Report: Police let refugees board trains leaving Hungary

Food

MTI / Zsolt Szigetvári

Police were absent from Keleti Railway Station this morning, allowing hundreds of refugees to board trains departing for Germany for the first time in roughly a week, according to an aid worker there. “They were allowed to leave. The question is whether they will be sent back,” said Tamás Lederer, who heads operations at the Migration Aid station at Keleti.

Refugees at Keleti Railway Station wait to leave Hungary for Germany. (Photo: MTI/Zsolt Szigetvári)

Lederer, 42, a university professor, said that police had stopped letting refugees board trains after an incident on one train caused delays at the Austrian border about a week ago. This morning the police stopped watching the transit zone set up at Keleti and refugees were free to board trains, he said.

He added that the trains are sometimes allowed to travel through Austria to Germany and in other cases people who do not have travel documents are sent back to Budapest.

“We are waiting to see what happens now,” said Lederer, noting that the situation has changed in the last week.

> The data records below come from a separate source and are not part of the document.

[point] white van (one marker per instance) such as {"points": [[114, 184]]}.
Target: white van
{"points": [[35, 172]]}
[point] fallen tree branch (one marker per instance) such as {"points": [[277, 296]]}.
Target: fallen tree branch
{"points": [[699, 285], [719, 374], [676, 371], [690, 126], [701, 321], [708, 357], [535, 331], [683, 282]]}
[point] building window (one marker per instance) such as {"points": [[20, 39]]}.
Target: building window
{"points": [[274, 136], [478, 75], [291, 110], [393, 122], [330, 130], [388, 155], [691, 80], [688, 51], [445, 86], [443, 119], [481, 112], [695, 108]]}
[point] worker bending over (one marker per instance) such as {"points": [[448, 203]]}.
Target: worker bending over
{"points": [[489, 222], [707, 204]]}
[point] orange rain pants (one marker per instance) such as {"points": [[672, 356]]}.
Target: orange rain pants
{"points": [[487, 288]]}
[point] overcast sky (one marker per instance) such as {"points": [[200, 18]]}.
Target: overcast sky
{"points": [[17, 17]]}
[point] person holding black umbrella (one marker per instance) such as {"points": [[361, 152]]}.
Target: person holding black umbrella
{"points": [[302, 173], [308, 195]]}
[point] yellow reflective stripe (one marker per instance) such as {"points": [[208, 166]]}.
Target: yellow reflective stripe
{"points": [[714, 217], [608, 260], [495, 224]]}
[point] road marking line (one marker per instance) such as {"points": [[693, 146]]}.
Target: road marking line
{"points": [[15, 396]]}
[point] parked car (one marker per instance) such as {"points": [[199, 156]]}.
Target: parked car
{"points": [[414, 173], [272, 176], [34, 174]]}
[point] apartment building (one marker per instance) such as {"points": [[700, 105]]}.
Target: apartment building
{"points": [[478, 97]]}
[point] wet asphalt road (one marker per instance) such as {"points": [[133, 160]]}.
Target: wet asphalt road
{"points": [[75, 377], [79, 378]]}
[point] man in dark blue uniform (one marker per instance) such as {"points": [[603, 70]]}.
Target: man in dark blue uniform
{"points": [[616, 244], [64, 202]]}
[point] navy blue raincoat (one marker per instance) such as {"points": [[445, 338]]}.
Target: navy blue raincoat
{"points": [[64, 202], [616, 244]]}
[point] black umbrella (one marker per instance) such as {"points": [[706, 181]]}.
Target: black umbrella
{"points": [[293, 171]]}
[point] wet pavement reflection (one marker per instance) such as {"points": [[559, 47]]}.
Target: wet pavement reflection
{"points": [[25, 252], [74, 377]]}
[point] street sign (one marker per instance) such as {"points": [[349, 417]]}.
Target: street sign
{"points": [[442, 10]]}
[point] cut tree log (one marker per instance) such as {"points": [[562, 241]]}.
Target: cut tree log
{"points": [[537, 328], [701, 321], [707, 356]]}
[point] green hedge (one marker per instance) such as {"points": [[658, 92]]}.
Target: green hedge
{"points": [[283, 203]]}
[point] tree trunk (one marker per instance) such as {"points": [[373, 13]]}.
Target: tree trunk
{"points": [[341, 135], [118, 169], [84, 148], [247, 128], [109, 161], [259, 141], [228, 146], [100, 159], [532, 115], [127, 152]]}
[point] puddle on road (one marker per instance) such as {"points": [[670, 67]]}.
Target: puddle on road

The influx of refugees has increased dramatically in the past couple of weeks, as refugees scramble to enter Hungary before a fence is completed on the border with Serbia. Meanwhile, Germany has taken a more lax stance on refugees, and Thursday’s discovery of 71 refugees, who died while apparently being smuggled into Austria from Hungary in a truck with no ventilation, has encouraged a more lenient approach in general.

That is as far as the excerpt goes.